Enable power saving mode: Most PCs are idle for the majority of time, and theoretically can be turned off when idle. This can generate enormous energy savings. This has some implications for application design, as applications designers need to consider the platform (client and/or server) going to sleep and waking up. For example, if a client or server goes to sleep while an application user session is still active, what are the session timeout implications and policies when the platform wakes up?
Principle: Always design for transparent sleep/wake mode.
Examples of power-saving features that all applications should enable include:
- Testing to ensure that applications do not restrict a computer from entering sleep mode.
- Testing to ensure that an application can execute successfully when a computer has left sleep mode.
- Making sure that applications do not unnecessarily hold network connections open and do not require full-screen animation, for example. Both of these may stop a computer from entering sleep mode.
- Make sure that your application uses disk access sparingly as constant disk access will stop hard drives from powering down automatically.
Minimize the amount of data stored: Data uses power because data stored in application databases or file systems needs disks to be operating to store the data. Therefore, reducing the amount of data stored can reduce the amount of power used by an application by reducing the amount of data storage infrastructure. Efficient data archiving approaches can assist here.
Principle: Minimize the amount of data stored by the application and include data archiving in application design.
Design and code efficient applications: In the past, developers were forced to code carefully because computers were so slow that inefficient code made applications unusable. Moore’s Law has given us more powerful computer hardware at a faster rate than we can consume it, resulting in applications that can appear to perform well even though internal architecture and coding may be wasteful and inefficient. Inefficient code causes greater CPU cycles to be consumed, which consumes more energy, as we describe in more detail later. Tools such as code profilers are available that can automatically review the performance profile of code.
Principle: Design, develop, and test to maximize the efficiency of code.

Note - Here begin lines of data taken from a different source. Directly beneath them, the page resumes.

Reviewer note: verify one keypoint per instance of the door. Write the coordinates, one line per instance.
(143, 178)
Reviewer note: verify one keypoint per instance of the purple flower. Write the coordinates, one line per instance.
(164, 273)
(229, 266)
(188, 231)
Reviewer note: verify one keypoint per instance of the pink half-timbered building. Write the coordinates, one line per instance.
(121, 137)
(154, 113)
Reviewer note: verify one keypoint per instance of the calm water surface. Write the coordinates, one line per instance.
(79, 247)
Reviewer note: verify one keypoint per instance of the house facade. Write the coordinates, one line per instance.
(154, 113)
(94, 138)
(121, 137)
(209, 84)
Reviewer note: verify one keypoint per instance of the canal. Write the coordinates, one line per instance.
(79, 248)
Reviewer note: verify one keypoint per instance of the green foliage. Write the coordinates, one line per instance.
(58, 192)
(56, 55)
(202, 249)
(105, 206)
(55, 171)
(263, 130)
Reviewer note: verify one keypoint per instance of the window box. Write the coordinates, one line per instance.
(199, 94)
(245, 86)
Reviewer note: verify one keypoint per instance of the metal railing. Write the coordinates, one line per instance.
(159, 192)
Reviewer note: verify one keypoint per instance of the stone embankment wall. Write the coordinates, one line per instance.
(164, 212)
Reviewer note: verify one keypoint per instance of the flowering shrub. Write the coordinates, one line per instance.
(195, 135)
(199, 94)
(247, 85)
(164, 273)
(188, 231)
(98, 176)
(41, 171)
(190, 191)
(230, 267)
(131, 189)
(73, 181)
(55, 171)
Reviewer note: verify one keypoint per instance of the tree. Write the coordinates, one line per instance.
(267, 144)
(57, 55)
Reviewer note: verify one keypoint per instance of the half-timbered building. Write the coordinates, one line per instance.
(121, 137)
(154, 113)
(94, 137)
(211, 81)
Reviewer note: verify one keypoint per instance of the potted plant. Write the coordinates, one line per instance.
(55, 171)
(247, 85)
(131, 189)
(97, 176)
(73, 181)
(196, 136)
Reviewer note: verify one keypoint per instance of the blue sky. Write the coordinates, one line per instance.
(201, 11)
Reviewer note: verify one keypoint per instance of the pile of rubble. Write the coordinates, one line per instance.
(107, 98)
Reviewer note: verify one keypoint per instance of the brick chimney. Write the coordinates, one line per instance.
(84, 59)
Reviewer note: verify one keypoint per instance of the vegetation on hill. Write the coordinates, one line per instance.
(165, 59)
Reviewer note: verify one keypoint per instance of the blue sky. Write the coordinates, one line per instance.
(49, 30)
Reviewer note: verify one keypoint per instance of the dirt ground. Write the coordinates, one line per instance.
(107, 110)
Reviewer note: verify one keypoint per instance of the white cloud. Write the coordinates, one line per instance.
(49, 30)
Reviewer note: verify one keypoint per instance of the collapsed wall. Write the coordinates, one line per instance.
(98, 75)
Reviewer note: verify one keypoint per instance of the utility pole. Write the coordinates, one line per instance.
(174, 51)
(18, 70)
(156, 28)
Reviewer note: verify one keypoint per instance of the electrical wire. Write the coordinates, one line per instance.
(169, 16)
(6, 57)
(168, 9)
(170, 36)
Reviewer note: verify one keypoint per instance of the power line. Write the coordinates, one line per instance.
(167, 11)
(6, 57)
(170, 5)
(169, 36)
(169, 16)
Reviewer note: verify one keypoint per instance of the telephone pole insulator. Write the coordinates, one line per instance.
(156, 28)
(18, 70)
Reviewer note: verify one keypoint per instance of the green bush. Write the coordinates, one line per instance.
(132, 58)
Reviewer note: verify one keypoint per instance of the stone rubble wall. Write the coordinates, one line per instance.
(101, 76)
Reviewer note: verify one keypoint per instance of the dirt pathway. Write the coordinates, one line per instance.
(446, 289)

Level 1 (“Logical Virtualization”) in the virtualization maturity model introduces the idea of sharing applications. This might be for example through the use of departmental servers running applications that are accessed by many client PCs. This first appeared in the mainstream as “client/server” technology, and later with more sophisticated N-tier structures. Although not conventionally considered virtualization, in fact, it is arguably the most important step. Large organizations typically have a large portfolio of applications, with considerable functional overlaps between applications. For example, there may be numerous systems carrying out “CRM” functions.

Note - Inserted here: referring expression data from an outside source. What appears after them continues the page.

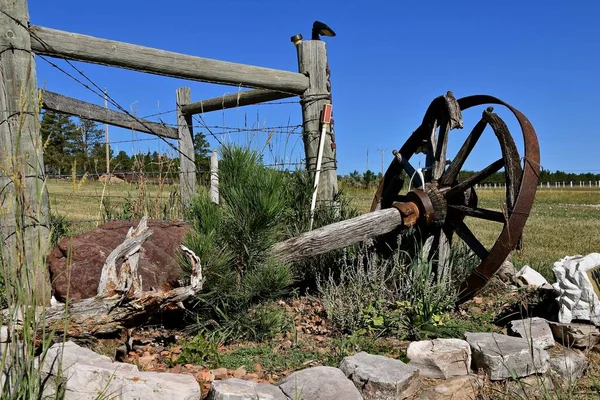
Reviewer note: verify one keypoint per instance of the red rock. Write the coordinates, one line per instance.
(205, 376)
(239, 373)
(250, 377)
(158, 264)
(220, 373)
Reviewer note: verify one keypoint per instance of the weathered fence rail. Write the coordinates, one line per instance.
(67, 105)
(246, 98)
(74, 46)
(311, 83)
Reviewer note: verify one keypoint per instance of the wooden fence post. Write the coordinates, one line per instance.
(23, 194)
(312, 62)
(187, 157)
(214, 177)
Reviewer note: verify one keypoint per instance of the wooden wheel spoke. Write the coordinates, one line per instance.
(510, 153)
(463, 232)
(480, 213)
(452, 172)
(409, 169)
(478, 177)
(439, 159)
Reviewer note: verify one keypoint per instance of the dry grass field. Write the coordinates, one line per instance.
(86, 204)
(563, 221)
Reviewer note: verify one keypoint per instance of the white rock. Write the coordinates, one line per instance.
(503, 357)
(466, 387)
(441, 358)
(380, 378)
(87, 375)
(319, 383)
(582, 336)
(570, 365)
(534, 329)
(238, 389)
(531, 277)
(574, 289)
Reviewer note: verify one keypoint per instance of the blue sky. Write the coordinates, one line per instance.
(388, 61)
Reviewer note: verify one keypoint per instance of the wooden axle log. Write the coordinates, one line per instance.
(346, 233)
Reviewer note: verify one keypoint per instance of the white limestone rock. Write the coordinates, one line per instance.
(441, 358)
(574, 290)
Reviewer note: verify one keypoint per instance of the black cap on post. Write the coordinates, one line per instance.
(319, 28)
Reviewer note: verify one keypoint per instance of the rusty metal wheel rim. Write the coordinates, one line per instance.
(514, 223)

Moving to Level 1 (“Logical Virtualization”) is all about rationalizing the number of applications and application platforms where there is overlapping or redundant functionality, and increasing the use of common application services so that shared application components can be run once rather than duplicated multiple times. For large organizations, this will produce much bigger payoffs than any subsequent hardware virtualization. The best way to do this is to have a complete Enterprise Architecture, encompassing an Application Architecture identifying the functional footprints and overlaps of the application portfolio, so that a plan can be established for rationalizing unnecessary or duplicated functions. This may be accomplished by simply identifying and decommissioning unnecessarily duplicated functionality, or factoring out common components into shared services. As well as solving data integrity and process consistency issues, this will generally mean there are fewer and smaller applications overall, and therefore, less resources required to run them, lowering the energy/emissions footprint and at the same time reducing operational costs. The increased use of shared application services ensures that common functions can be centrally deployed and managed rather than unnecessarily consuming resources within every application that uses them.
Principle: Develop a plan to rationalize your applications and platform portfolio first.

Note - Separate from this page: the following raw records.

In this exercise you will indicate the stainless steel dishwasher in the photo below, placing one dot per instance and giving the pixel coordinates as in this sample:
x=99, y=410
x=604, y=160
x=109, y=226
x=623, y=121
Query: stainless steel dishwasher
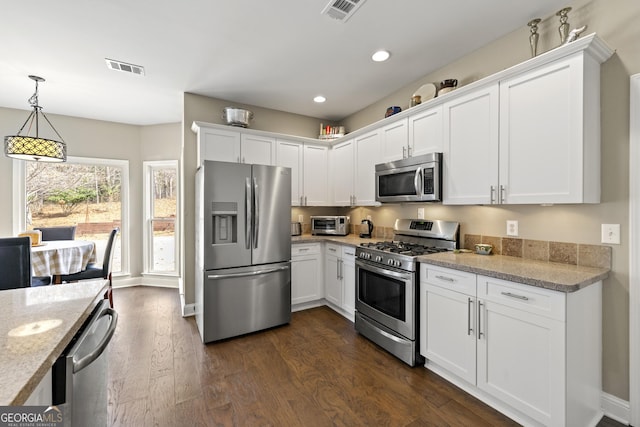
x=80, y=373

A single computer running at 50 percent CPU usage will use a considerably less power than two similar computers running at 25 percent CPU usage (see sidebar, “Server Efficiency, page 11). This means that single-application servers are not efficient and that servers should ideally be used as shared resources so they operate at higher utilization levels. When aiming for this end result, it is important to ensure that sociability testing is executed to make sure that applications can work together. Also, performance testing should be executed to ensure that each application will not stop the others on the server from running efficiently while under load. In effect, it is important to ensure that the available CPU can be successfully divided between the applications on the server with sufficient capacity for growth.
As a by-product of executing this form of design, it is recommended that a set of architectural standards be introduced to require that applications install cleanly into an isolated space and not impact other applications, and that testing takes place to ensure that this is the case. However, we have all seen examples where this is not the case regardless of how simple this task would appear.
Principle: Consolidate applications together onto a minimum number of servers.
As defined earlier, Level 2 (“Data Center Virtualization”) is the level most often associated with the term “virtualization.” Through platforms like Microsoft Virtual Server, VMware and others, server and storage virtualization does provide more efficient solutions for organizations that have the size and capability to develop a virtualized infrastructure. The bar for virtualization is low and is becoming lower all the time as virtualization software becomes easier to manage and more capable. The price/performance of servers has now reached the point where even smaller organizations hosting only 3 or 4 departmental applications may reduce costs through deployment into a virtualized environment.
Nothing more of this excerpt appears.